Cosa deve dunque fare un leader, e nello specifico un Hr manager, per favorire l’engagement? Il primo passo, questo il vademecum tratteggiato da Ribera, è quello di non demotivare il dipendente, di non “danneggiarlo”. Il modello da seguire si chiama “positive leadership”, che lavora sulle devianze positive del soggetto e non solo su quelle negative, trasformando le negatività in positività. Come? Equilibrando i carichi di lavoro rispetto alle risorse disponibili, eliminando eventuali turbative di natura personale, perseverando una cultura del perdono per gli errori commessi e valorizzando i contributi offerti dal lavoratore, azzerando le disconnessioni e i disallineamenti all’interno del team di lavoro e aumentando le correlazioni, garantendo trasparenza e percezione della correttezza. A questo insieme di attività e pratiche se ne aggiunge un secondo, che Ribera ha sintetizzato nel concetto di “learning organization”, e cioè un modello che prevede formazione e mentoring, coaching e spazi per sperimentare nuovi progetti.

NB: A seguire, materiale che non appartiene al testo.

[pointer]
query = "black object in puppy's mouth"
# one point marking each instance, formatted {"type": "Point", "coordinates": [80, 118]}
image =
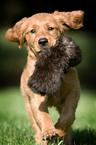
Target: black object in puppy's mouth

«L’azienda deve avere tolleranza per gli errori e per i fallimenti, coltivando una cultura strutturata del feedback attraverso un modello di condivisione. Tempo, attenzione e presenza sono i cardini per creare engagement nel singolo individuo: la fiducia nelle persone è fondamentale, altrimenti l’alternativa è la paura nell’attività di comando. E questo è il difetto forse più grave per un leader». In altre parole il management deve avere le idee chiare e la capacità per individuare le qualità migliori di ogni singolo componente dell’organizzazione, dagli addetti più esperti ai millennials appena assunti, per cui i fattori più importanti per sentirsi coinvolti sono (non a caso) la motivazione e la chiarezza delle aspettative di carriera.

Le aziende che sanno influenzare positivamente il benessere dei dipendenti, che sanno coinvolgerli sui risultati ottenuti dall’azienda sono di conseguenza quelle che ottengono maggiori risultati in termini di engagement. Ma “fare engagement” non è un compito banale. Così come non lo è neppure attrarre e trattenere i talenti migliori, che secondo Ribera rimane una delle «priorità per ogni organizzazione. Nell’era della robotica la componente umana rimane un vantaggio competitivo in termini di empatia, sensibilità, capacità di creare e gestire relazioni, sviluppare un circolo virtuoso di condivisione. Ogni azienda, in tal senso, ha necessariamente bisogno di figure coraggiose che si comportino da leader, per vincere anche lo scetticismo che aleggia sul mercato».